The Toledo Blade’s weekend editorial “Ohio gerrymandering another GOP overreach” is exactly what is happening here in Ohio. The Republicans have rammed through countless extreme bills with Gov. Kasich at the helm and there is no sign of them slowing down.
The new congressional redistricting map introduced and passed through the House in less than 48 hours and the proposed GOP drawn legislative maps will likely only further the political dysfunction we see in Columbus and Washington. Blade Editor Dave Kushma wrote, “…The Republican elected officials in the Statehouse who are redrawing the districts for Ohio’s U.S. House delegation and General Assembly have made clear that their priority is making their party even more dominant. Promoting fair, competitive, and effective representation of Ohio voters for the next decade — especially in our part of the state — isn’t their concern.”

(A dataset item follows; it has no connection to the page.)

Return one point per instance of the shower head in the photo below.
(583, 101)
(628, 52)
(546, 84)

Democratic voters are being quarantined into roughly a third of the legislative districts and four congressional seats. The result being some group votes will count significantly more than others. In this broad and diverse state this kind of gerrymandering “turns the notion of proportional representation into a sick joke.”

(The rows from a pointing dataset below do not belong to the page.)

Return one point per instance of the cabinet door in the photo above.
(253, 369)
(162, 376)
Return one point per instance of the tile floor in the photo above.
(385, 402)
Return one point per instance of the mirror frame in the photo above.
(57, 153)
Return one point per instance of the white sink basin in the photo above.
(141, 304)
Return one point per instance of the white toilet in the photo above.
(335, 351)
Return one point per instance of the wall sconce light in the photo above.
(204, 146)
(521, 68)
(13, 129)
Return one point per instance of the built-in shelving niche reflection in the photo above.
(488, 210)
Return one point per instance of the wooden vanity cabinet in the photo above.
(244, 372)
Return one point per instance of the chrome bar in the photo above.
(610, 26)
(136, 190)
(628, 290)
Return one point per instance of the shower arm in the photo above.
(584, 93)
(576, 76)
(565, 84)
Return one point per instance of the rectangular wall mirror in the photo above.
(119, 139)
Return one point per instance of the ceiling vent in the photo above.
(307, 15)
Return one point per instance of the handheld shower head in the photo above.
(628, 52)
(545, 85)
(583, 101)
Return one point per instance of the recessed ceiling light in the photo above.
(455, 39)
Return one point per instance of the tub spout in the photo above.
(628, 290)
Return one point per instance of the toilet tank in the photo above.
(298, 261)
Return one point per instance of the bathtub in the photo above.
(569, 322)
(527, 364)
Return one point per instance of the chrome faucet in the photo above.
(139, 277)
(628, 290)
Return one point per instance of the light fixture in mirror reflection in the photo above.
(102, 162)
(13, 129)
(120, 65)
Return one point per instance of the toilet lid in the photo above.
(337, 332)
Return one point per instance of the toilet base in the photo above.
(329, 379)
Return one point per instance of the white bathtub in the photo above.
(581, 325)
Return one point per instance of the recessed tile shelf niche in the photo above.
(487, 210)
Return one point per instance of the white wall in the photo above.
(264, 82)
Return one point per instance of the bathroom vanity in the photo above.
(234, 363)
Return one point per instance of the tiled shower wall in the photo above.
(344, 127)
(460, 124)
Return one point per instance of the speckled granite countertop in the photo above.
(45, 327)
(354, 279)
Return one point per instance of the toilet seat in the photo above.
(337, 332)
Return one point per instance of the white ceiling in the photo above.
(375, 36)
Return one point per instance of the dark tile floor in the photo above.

Kushma continues writing, “On this issue and too many others, Gov. John Kasich and GOP lawmakers have adopted an “in your face — we’ve got the votes” approach that defies opponents to do anything about their overreaching.

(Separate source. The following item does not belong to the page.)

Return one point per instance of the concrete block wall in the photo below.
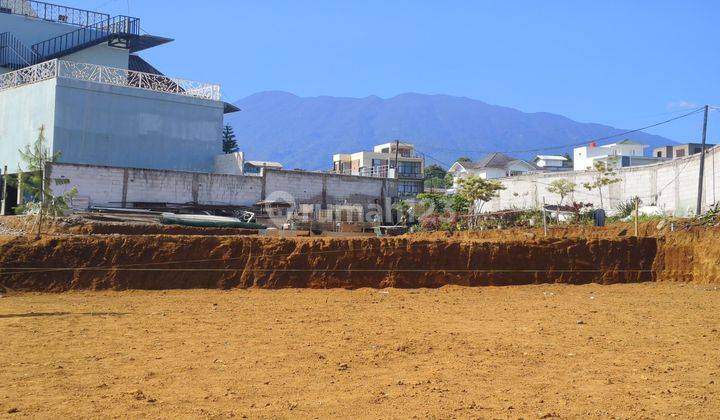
(671, 185)
(115, 186)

“They identified worthwhile changes to the state’s collective-bargaining process for public employees and included them in Senate Bill 5. But then, because they could, they larded the law with union-busting provisions that have nothing to do with saving money or running government more efficiently. That generated a ballot challenge in November.
“Similarly, GOP lawmakers passed an election “reform” law this year aimed at voter fraud that doesn’t exist. The real intent of the measure is to make it harder for folks who generally don’t vote Republican to vote at all.
“And now the map flap. Although the controversy over the new congressional districts has dominated the debate in Columbus, the state Apportionment Board plans to vote this week on new legislative districts.